Business, China, Company Strategy, Economics, Polyolefins, US
By John Richardson on 14-Oct-2013


By John Richardson

THE end of China’s Golden Week holidays, which ran from 1-7 October, has represented an opportunity for some polyolefins traders.

“Stocks were low before the holidays, and, as a result, once business activity resumed in earnest on 10 October, we have seen a considerable uptick in buying from the converters,” said one Singapore-located trader.

Tight supply, or in some cases perhaps just the perception of tight supply, continues to also bolster markets.

For example, supplies of low-density polyethylene (LDPE) from Iran are said to remain very limited, for reasons that remain unclear.

Equally opaque is continued unconfirmed reports of low operating rates at the 1m tonnes/year of linear low-density (LLDPE) ExxonMobil complex in Singapore, which was brought on-stream earlier this year.

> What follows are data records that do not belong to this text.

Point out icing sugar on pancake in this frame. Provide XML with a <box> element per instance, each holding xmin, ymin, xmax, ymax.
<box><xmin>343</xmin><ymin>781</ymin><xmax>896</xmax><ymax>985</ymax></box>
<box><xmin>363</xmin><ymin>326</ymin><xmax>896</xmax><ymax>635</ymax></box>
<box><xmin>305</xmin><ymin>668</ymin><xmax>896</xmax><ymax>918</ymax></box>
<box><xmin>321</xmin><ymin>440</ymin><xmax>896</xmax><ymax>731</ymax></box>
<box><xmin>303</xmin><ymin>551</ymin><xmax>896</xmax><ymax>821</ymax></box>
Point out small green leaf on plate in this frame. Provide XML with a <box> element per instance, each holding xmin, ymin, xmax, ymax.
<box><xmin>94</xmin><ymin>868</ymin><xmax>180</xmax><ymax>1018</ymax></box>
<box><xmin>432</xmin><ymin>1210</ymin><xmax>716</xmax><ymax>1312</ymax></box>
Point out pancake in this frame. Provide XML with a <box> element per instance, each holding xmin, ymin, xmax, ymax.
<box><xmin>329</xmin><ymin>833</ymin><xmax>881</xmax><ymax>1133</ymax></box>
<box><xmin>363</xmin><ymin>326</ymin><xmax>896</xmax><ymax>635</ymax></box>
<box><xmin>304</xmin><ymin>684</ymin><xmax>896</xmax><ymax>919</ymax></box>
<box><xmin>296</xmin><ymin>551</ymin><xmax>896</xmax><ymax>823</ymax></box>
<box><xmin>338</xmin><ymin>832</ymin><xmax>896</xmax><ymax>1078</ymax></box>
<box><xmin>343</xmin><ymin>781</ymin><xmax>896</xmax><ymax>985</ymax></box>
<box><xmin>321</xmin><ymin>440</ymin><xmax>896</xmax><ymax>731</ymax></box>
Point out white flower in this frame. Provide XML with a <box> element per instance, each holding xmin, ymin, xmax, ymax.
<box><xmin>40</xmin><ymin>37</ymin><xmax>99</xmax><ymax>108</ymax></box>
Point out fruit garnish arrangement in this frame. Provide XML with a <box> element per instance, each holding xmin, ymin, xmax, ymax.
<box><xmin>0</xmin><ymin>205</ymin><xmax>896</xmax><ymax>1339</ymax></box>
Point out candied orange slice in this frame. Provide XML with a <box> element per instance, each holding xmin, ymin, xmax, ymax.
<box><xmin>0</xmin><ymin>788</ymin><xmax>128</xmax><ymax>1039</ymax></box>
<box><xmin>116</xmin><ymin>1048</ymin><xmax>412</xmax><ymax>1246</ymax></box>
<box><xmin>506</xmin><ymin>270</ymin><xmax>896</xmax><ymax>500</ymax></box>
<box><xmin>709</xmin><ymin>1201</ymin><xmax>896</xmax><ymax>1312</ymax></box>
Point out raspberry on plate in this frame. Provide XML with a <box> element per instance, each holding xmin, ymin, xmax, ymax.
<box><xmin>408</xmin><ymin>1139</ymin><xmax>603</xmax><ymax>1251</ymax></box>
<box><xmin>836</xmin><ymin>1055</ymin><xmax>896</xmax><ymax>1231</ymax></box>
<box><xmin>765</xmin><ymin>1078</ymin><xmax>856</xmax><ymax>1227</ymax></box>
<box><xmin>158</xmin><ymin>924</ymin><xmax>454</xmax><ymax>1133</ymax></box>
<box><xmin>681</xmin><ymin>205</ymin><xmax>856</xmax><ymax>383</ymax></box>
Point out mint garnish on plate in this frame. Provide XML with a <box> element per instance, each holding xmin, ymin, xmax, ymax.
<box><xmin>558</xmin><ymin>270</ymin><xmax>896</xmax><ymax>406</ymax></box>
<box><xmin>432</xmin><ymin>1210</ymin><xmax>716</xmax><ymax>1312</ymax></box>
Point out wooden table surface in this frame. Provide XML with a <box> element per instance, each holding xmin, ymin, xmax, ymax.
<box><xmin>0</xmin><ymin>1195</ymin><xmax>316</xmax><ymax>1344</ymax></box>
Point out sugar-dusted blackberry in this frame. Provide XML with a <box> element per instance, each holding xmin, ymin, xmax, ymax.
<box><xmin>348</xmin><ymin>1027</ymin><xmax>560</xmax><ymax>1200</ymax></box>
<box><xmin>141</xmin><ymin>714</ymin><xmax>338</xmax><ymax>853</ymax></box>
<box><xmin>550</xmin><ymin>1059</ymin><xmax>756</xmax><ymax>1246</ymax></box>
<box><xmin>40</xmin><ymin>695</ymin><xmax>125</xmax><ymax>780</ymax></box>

As usual, nobody really knows when demand might weaken.

But it is worth highlighting the risks ahead, which include an announcement at next month’s crucial November plenum that total social financing, particularly lending via China’s troubled shadow-banking system, will be reined back. It is  only a question of when rather than whether this will happen, we think.

Paul Satchell, UK-based chemicals analyst with global investment bank Canaccord Genuity, has also highlighted this risk in his October  Chemicals Volume Proxy report (The Volume Proxy is intended to gauge volumes, and thus demand, through weekly changes in 33 spot chemical prices in the US, Europe and Asia, as assessed by ICIS. See the chart above showing the latest in Volume Proxy for all three regions).

“The downside risk in Asia that speculative inventories, which we believe have been built earlier in China, could be liquidated in a disorderly manner if the policy stance moves to a reduction in liquidity,” added Paul [We suspect that these stocks have mainly been built by domestic Chinese traders].

“In our view, the Third Plenum of the Central Committee, in November [its full title), is the key risk in this regard,” he said.

Obviously, therefore, producers, traders and buyers involved in any chemicals and polymers in Asia should bear this in mind.

To return to PE specifically, on the supply side, according to ICIS:

  • Saudi Polymers brought its 1.1m tonnes/year high-density PE (HDPE) plant back on-stream at Al-Jubail in Saudi Arabia on 4 October. This followed an unscheduled maintenance shutdown which began on 22 September.
  • PTT Global Chemical plans to restart its 300,000 tonnes/year low density PE (LDPE) facility at Map Ta Phut in Thailand in mid-October. The plant has been off-line since early July because of technical issues.
  • But Thai Polyethylene plans to shut its 400,000 tonne/year HDPE plant at Map Ta Phut, Thailand in the second half of November for 30 days of maintenance.
  • And Siam Polyethylene plans to shut its LLDPE facilities, again at Map Ta Phut, in November for a one-month turnaround. The LLDPE facilities consist of two units with a combined capacity of 650,000 tonnes/year.

But we think that all the above supply issues are essentially a distraction for producers interested in proper scenario planning over the next 6-12 months.

The real issue companies should instead be focusing on is the underlying strength of demand when stock-building has been discounted.

Despite the 14% rise in China’s apparent demand growth (domestic production plus imports) in January-August of this year, it is a worth a reminder that the producers and buyers we have spoken to estimate actual growth at only 3-6% for the full-year 2013.

And so a disorderly de-stocking process, similar to what happened during much of 2011 and 2012 if not on the same scale, is a significant risk – as Paul has pointed out above.

If the November plenum isn’t going to be the trigger for de-stocking, what about the failure of politicians in the US to agree on raising the debt ceiling by October 17?

During our discussions over the last few days, nobody in the PE market has voluntarily raised this issue. And when asked, they have said, “we have no idea about what effect it would have, but we are sure the politicians will reach a deal”.

It is very hard to plan for something that has never happened before, but it is still vital to have a go.

We will look at the debt-ceiling issue in more detail later this week – if a deal still hasn’t been reached, of course!!